To tell or not to tell…

This topic has been something that I have struggled with internally for many years, but have not been able to put into words until recently. I always knew I wanted a career in healthcare since a young child. Having to deal with doctors, therapists and medical professionals my entire life, I felt comfortable in that setting and wanted to help others in a similar way. For a variety of reasons my education and experience led me to choose occupational therapy as a career. I wanted to be able help the entire person, family or child, both physically and emotionally, to help them enjoy their lives.
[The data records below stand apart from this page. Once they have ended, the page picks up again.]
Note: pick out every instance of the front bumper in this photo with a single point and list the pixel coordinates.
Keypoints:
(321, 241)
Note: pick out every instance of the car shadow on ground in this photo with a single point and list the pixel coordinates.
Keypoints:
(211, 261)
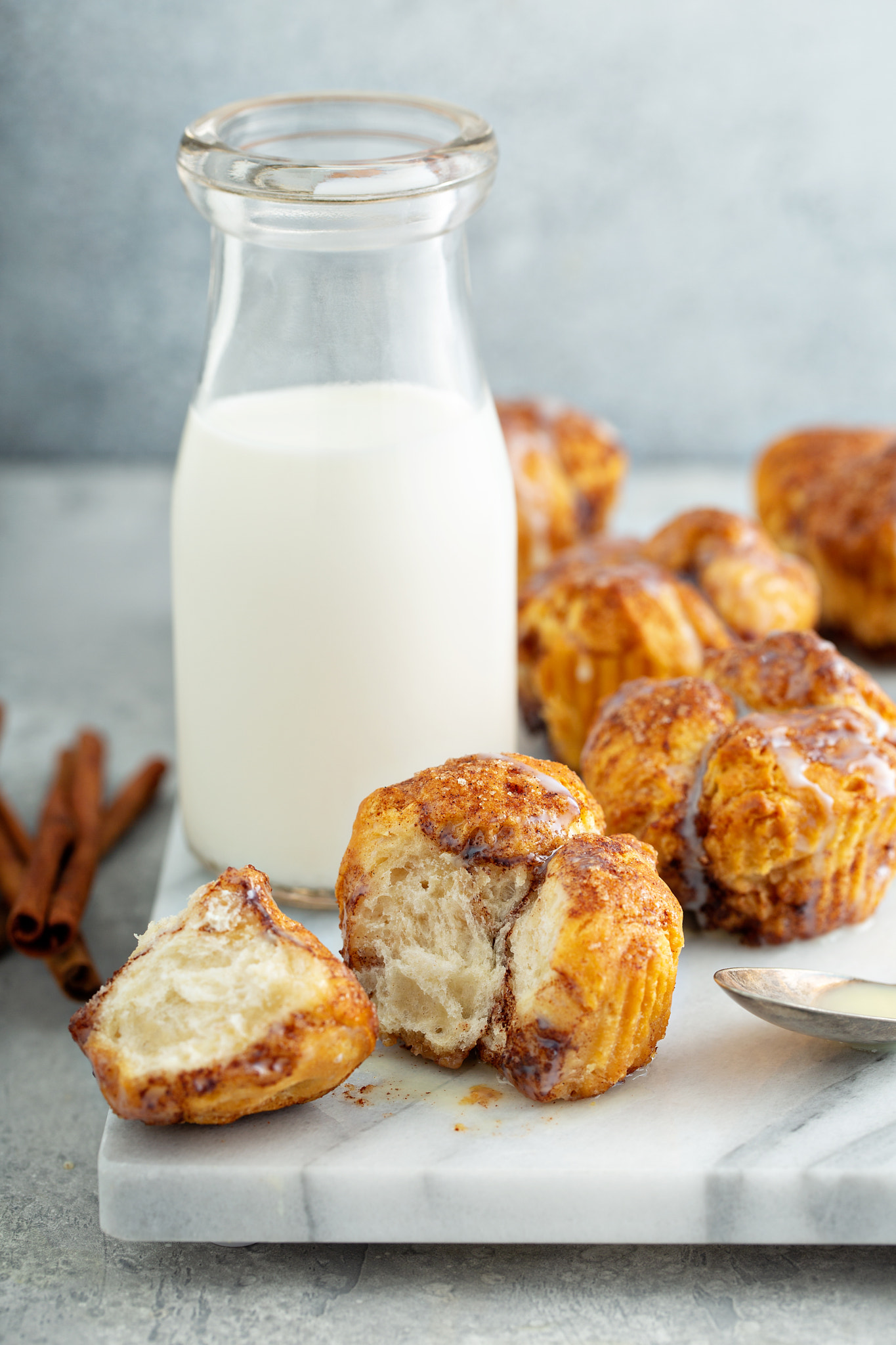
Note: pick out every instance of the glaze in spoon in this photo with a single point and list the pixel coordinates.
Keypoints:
(859, 1013)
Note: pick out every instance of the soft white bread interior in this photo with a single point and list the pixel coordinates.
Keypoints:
(591, 967)
(226, 1009)
(481, 906)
Which is why it is ironic that I find it stressful and am unsure of how to discuss my Arthritis with my employers. I have had a handful of jobs since earning my degree and I currently work for 3 different companies. One employer knows a small amount about my JRA, enough to be flexible with my schedule and caseload when needed. Another employer knows nothing about my JRA, because it has never conflicted with my employment or work performance in that setting. And the third is a new position and I have not discussed it yet. Legally I know that I can not be discriminated against as a result of my JRA but does that really stop prospective employers initial reactions and thoughts? Even working in the healthcare field, I worry that employers will anticipate extra time off, see physical limitations or have reservations about hiring someone with potential health problems. As a result of these concerns, I almost never mention my JRA to employers in my interview and I wait until I demonstrate my therapeutic skills or build a rapport with my supervisor before I discuss it. Which is a shame! Because I do think that having JRA helps make me more empathetic towards my patients and hopefully a better therapist. 
I am not sure if my feelings on this matter will change as my career and work experience grows, or if this is just one of society’s unfortunate stigmas that may never change. I have been fortunate to choose a career that I enjoy and can be flexible, as well as have employers who are understanding. However, I know for some people with RA, this isn’t the case and they battle with the balance of working and managing their illness every day. I know I am fortunate to be where I am now and I am hopeful that I will continue to be able to find that balance of work and life in the future.